Study to Evaluate Pharmacokinetic Comparability Between AZD7442 Co-formulation (AZD8895 + AZD1061) vs AZD8895 and AZD1061 Individually in Adult Healthy Participants

Exclusion Criteria

• - Known history of allergy or reaction to any component of AZD7442 (AZD8895 + AZD1061).
• - History of infection with SARS or Middle East Respiratory Syndrome.
• - Positive SARSCoV-2 result based on available data at screening or at Day 1.
• - Any clinical signs and symptoms consistent with Corona virus disease 2019 (COVID-19), eg, fever, dry cough, dyspnea, sore throat, fatigue, or confirmed infection by appropriate laboratory test within the last 4 weeks prior to screening or on admission.
• - History of clinically significant bleeding disorder.
• - Active infection with hepatitis B or C or positive test for hepatitis C or for hepatitis B surface antigen at screening.
• - Immunodeficiency due to illness, including HIV infection, or due to drugs, including any course of glucocorticoid therapy exceeding 2 weeks of prednisone.
• - Any other significant disease, disorder, or finding that may significantly increase the risk to the participant because of participation in the study
• -Any prior receipt of another mAb indicated for the prevention or treatment of SARS CoV-2 or COVID-19.

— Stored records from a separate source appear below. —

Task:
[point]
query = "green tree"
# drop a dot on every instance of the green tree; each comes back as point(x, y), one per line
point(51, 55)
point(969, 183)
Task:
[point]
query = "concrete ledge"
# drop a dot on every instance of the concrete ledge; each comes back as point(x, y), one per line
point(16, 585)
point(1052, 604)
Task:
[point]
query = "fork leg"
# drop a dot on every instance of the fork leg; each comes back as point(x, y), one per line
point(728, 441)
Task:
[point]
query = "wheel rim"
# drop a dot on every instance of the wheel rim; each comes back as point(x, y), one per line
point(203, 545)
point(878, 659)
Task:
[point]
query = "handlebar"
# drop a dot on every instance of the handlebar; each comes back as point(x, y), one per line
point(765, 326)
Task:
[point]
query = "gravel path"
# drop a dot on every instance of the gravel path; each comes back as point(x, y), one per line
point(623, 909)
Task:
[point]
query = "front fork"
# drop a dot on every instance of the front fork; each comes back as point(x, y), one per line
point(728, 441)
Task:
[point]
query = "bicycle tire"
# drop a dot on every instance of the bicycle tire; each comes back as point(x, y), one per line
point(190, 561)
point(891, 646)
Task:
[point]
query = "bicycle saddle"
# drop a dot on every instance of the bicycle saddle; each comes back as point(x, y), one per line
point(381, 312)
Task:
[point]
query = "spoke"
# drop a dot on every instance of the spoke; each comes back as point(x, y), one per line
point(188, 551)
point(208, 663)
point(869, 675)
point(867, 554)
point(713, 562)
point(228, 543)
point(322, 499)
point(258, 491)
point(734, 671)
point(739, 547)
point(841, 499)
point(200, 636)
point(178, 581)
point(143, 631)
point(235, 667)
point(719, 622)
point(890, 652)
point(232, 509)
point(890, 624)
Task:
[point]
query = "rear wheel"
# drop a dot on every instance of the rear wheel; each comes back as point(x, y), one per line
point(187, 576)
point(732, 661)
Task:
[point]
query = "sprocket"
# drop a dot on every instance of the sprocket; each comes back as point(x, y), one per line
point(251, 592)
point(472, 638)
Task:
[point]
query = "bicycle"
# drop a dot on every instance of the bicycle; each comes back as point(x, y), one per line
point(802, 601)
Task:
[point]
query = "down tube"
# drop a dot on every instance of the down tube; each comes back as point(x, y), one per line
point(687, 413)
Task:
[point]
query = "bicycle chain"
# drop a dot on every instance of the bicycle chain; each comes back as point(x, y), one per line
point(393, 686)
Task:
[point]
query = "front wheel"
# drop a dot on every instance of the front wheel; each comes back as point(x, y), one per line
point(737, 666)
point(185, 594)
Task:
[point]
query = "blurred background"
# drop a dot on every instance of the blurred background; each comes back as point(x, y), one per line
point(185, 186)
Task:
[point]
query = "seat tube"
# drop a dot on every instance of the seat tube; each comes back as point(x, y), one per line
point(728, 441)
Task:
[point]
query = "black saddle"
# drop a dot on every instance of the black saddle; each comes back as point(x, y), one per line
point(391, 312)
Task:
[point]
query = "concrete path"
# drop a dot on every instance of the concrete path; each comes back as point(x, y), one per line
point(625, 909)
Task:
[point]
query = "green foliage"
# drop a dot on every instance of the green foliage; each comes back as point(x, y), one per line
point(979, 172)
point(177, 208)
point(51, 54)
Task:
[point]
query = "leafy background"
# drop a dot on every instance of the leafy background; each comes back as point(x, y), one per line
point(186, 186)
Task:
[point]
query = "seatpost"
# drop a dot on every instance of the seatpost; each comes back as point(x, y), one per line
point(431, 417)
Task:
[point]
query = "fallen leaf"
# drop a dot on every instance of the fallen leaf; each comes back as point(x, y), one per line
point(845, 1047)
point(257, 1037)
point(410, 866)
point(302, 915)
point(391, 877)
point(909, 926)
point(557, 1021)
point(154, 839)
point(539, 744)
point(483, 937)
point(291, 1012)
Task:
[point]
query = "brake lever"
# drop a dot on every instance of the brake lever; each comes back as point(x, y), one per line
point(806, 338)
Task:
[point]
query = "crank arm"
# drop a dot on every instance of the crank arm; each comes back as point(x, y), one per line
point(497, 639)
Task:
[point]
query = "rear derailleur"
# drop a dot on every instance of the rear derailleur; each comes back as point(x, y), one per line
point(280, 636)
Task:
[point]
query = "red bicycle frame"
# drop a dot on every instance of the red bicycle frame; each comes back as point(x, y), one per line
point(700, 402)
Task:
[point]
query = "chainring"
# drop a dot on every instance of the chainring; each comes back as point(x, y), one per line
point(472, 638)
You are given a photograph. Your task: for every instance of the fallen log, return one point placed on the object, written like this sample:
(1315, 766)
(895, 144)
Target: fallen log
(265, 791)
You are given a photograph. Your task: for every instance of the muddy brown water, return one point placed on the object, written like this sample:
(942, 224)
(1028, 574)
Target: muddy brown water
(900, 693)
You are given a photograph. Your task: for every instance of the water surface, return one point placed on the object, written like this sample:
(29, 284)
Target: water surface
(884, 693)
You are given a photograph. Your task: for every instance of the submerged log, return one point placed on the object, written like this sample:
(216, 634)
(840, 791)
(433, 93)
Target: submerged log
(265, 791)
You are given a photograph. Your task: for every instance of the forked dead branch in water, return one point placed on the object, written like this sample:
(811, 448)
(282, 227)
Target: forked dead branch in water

• - Receipt of a mAb within 6 months or 5 antibody half-lives.
• - Receipt of a COVID-19 vaccination ≤ 14 days before IMP administration (Day 1) or plan to receive a COVID-19 vaccination ≤ 14 days after IMP dose (such participants can subsequently be included in the study once they have reached > 14 days after their last dose of vaccine).